Com o excesso de terra do cemitério velho aterrou o jardim de Cantagalo, construindo as muretas e os caramanchões floridos, que estão lá até hoje. Toda planta dessa obra foi realizada pelo Prof. Kato, que lecionava no Colégio Anchieta, em Nova Friburgo.

Até 1930 Dr. Carvalho acompanhava as orientações políticas do Dr. Júlio Santos; depois da revolução de 1930 ingressou no P.S.D. presidido durante muitos anos pelo Cel. Manoel Marcelino de Paula.

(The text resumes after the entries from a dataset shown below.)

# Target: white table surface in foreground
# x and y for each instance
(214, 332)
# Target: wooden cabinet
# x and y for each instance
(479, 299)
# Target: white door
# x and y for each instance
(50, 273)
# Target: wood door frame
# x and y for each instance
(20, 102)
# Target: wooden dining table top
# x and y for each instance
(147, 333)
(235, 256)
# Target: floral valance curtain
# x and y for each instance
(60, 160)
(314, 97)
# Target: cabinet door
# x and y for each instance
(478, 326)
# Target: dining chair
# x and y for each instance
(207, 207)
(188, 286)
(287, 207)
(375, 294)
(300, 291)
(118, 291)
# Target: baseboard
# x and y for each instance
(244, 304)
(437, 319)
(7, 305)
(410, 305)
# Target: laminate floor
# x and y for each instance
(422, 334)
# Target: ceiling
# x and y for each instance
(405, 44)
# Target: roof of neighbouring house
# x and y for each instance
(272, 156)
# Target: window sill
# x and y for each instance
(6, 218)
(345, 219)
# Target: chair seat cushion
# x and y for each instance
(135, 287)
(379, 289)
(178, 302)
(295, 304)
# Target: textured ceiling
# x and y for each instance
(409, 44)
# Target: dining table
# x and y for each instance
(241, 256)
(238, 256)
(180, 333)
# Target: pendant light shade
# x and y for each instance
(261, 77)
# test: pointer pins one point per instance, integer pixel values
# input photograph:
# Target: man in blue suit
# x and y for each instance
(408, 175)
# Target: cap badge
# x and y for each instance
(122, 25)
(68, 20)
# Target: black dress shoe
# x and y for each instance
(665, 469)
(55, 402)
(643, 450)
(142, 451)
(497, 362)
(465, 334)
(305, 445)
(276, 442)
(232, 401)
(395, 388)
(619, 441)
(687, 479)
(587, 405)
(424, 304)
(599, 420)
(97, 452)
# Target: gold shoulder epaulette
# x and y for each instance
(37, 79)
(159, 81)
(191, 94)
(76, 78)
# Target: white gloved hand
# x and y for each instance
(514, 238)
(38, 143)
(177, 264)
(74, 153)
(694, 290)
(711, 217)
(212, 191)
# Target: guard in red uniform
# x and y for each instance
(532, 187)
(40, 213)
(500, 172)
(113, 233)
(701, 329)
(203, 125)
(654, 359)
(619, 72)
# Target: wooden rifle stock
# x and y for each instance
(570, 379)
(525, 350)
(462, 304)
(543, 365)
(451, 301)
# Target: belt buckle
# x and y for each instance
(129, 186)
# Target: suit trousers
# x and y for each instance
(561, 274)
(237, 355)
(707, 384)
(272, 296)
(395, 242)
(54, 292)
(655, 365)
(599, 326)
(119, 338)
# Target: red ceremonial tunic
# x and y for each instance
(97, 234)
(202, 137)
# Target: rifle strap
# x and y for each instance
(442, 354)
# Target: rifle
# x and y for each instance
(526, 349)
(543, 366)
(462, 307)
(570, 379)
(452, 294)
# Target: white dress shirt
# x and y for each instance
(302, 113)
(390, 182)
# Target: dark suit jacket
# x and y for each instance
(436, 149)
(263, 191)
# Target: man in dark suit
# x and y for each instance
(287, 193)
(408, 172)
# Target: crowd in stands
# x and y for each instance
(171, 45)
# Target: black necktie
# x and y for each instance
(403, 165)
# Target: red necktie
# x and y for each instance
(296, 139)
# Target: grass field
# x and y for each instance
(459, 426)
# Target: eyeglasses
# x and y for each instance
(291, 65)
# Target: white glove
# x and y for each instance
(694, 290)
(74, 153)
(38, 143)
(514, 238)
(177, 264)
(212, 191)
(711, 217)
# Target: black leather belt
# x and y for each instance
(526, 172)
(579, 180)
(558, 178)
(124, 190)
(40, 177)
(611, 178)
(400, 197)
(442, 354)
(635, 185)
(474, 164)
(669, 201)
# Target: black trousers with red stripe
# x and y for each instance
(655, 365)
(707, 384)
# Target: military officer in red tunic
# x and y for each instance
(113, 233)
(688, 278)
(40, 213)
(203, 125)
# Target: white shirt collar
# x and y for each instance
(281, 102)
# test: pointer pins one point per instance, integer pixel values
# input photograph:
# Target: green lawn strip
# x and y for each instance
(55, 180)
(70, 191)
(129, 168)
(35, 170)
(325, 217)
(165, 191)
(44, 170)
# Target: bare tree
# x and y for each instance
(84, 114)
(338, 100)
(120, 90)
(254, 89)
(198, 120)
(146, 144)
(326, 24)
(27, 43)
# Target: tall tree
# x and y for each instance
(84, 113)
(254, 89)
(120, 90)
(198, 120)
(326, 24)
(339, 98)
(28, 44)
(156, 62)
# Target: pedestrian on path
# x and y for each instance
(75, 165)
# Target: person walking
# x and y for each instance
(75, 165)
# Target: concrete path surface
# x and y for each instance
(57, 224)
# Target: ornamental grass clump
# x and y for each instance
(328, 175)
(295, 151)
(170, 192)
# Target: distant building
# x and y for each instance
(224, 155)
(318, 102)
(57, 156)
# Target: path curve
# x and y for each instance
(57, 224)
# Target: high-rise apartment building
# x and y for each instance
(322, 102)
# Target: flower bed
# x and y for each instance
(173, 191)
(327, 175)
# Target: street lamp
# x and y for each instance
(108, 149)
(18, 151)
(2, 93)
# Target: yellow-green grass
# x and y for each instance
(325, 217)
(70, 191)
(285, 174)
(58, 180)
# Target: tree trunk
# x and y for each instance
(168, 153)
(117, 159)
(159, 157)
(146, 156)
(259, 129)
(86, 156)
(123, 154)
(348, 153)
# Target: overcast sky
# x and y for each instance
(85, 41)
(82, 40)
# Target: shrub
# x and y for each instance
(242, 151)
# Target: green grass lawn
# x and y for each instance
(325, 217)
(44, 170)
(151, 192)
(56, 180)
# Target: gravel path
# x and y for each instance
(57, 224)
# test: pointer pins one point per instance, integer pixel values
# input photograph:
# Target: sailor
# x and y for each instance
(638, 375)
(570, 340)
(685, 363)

Finalmente, a partir de 1946, reorganizou em Cantagalo, junto com outros políticos, o Partido Republicano.

Sempre teve intensa atividade médica, todavia nunca se negou a colaborar com as instituições cantagalenses; por mais de uma vez foi presidente da Sociedade Musical 15 de Novembro e presidente da Cooperativa Agropecuária de Cantagalo, tendo como Diretor Comercial o Sr. Abelardo Lontra.

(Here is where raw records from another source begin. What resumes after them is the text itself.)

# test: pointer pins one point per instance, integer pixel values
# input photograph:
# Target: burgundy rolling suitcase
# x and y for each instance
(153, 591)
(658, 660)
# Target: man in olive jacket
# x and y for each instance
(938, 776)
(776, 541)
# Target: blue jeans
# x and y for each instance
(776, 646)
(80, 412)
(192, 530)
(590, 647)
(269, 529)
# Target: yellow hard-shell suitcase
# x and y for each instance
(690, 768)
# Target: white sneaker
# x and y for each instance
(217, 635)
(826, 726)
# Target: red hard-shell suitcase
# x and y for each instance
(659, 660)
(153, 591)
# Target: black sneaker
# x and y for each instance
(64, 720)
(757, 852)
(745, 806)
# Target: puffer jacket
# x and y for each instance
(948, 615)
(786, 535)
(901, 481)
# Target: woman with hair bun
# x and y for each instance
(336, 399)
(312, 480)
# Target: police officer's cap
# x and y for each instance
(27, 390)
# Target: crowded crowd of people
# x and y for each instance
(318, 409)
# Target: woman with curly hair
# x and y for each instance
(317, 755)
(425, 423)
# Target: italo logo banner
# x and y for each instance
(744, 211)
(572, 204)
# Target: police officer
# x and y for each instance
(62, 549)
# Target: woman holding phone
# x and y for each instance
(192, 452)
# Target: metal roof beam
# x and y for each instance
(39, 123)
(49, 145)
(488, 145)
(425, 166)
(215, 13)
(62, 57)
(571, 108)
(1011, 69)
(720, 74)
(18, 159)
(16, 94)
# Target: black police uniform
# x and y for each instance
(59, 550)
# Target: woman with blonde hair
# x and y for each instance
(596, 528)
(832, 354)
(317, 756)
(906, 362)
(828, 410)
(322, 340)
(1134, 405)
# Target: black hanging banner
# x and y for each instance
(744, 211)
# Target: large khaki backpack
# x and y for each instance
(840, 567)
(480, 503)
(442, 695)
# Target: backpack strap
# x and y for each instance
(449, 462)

Como médico da E.F. Leopoldina e preocupado com a falta de lazer para os seus funcionários, fundou junto com os senhores José Marinho Falcão, Miguel Mendes, Pinho e outros, um clube denominado Ferroviário F.C., que existiu durante muitos anos. Mais tarde o Ferroviário F.C. e o Cantagalense A.C. se uniram dando origem ao Cantagalo E.C. Na criação do Ferroviário F.C. seus membros escolheram a cor vermelha para as camisas como homenagem ao Dr. Carvalho torcedor do América F.C.

Casa de Caridade - 1922
Casa de Caridade – 1922 (clique para ampliar)

Mas o trabalho mais importante de Dr. Carvalho foi realizado na Casa de Caridade de Cantagalo, onde, a partir de 1930, trabalhou durante quarenta anos, recuperando a instituição em companhia de Diavolasse de Oliveira Reis (Zinho Barbeiro), Euclides Sant’Anna, Francisco Leite Teixeira, Abílio Morgado e outros. Durante muitos anos só eram internados pacientes indigentes, nada pagando pelo tratamento. Era um trabalho de puro amor ao próximo!

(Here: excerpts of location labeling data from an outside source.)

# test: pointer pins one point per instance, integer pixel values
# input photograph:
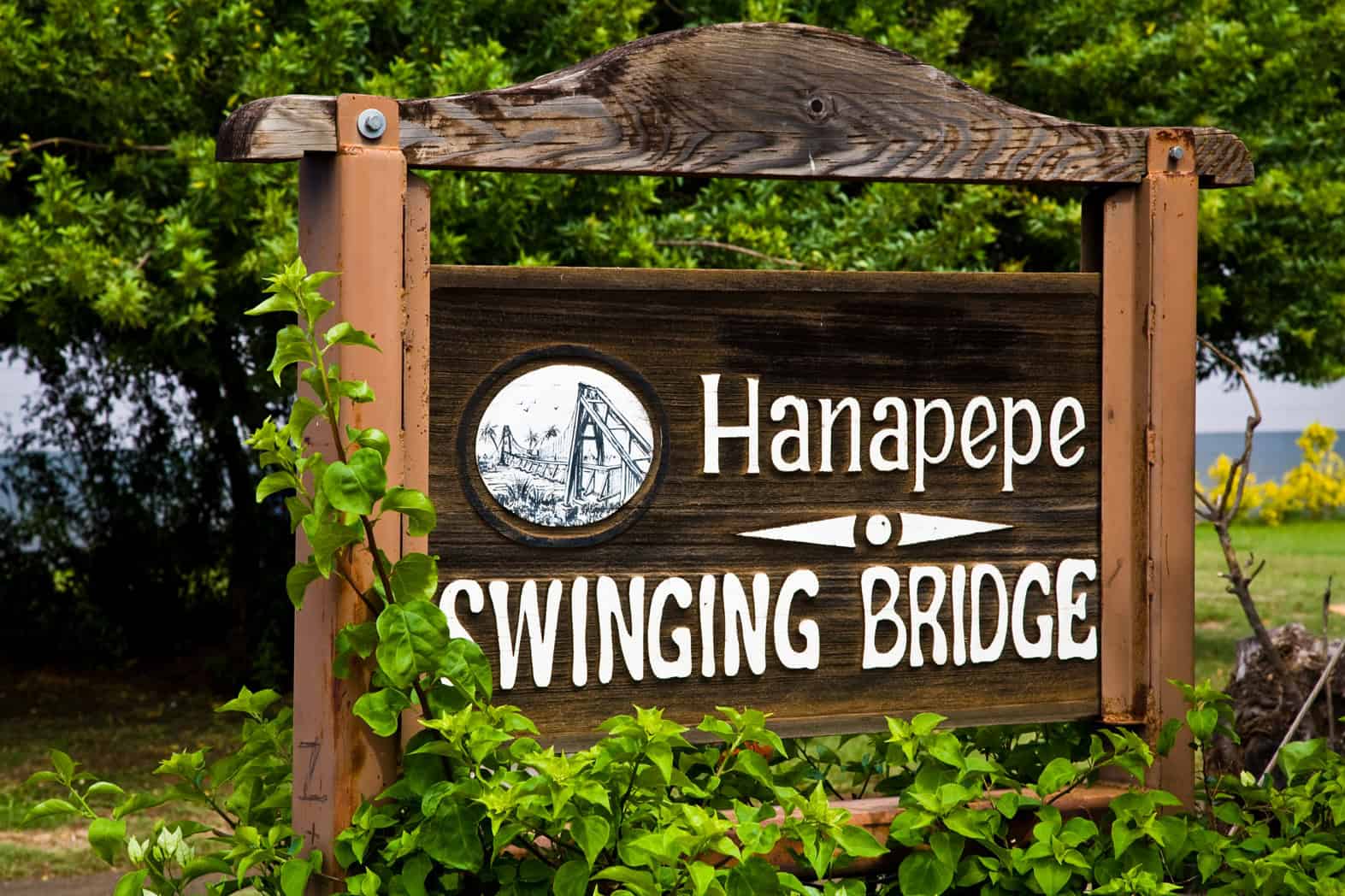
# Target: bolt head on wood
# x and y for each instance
(371, 124)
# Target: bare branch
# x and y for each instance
(1239, 469)
(1208, 513)
(729, 246)
(1302, 712)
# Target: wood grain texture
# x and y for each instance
(748, 100)
(817, 337)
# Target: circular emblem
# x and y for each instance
(561, 447)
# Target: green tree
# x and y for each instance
(127, 252)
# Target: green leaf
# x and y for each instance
(280, 300)
(131, 884)
(354, 486)
(1058, 774)
(380, 710)
(359, 640)
(249, 703)
(298, 580)
(923, 875)
(356, 391)
(451, 837)
(107, 837)
(103, 788)
(328, 536)
(702, 876)
(140, 801)
(47, 809)
(300, 415)
(291, 347)
(345, 334)
(412, 640)
(858, 842)
(415, 506)
(413, 875)
(293, 876)
(638, 881)
(63, 764)
(1203, 722)
(591, 833)
(1168, 736)
(371, 438)
(1051, 876)
(415, 577)
(570, 879)
(274, 482)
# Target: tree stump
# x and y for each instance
(1263, 710)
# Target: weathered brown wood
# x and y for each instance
(817, 337)
(760, 100)
(350, 221)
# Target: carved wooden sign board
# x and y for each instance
(826, 495)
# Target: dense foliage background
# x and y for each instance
(127, 255)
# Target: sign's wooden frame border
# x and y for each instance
(762, 101)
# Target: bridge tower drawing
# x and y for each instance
(600, 424)
(601, 466)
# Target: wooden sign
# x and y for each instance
(828, 495)
(831, 497)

Durante todo sua vida meu pai se dedicou à Medicina sem qualquer ambição financeira, por vários anos era o único médico da cidade, seu consultório era sempre muito concorrido mas poucos eram os que contribuíam financeiramente.
Ao morrer, aos 69 anos de idade, deixou para a família uma residência à rua Rodolfo Albino-128 e uma propriedade rural com 90 alqueires, a quase totalidade herdada dos seus pais portugueses. Todavia a grande herança foi representada pela dedicação ao trabalho, um caráter firme, muita honestidade, competência e amor ao próximo.

Foi meu maior ídolo. Nunca me sugeriu seguir os seus passos, todavia seus exemplos diuturnos foram o farol iluminando meu caminho rumo à Medicina, pois seu trabalho de quase meio século deveria continuar em benefício daqueles que sofrem.

Júlio Carvalho é médico, ex-vereador e ex-provedor do Hospital de Cantagalo, e atualmente é auditor da Unimed de Nova Friburgo.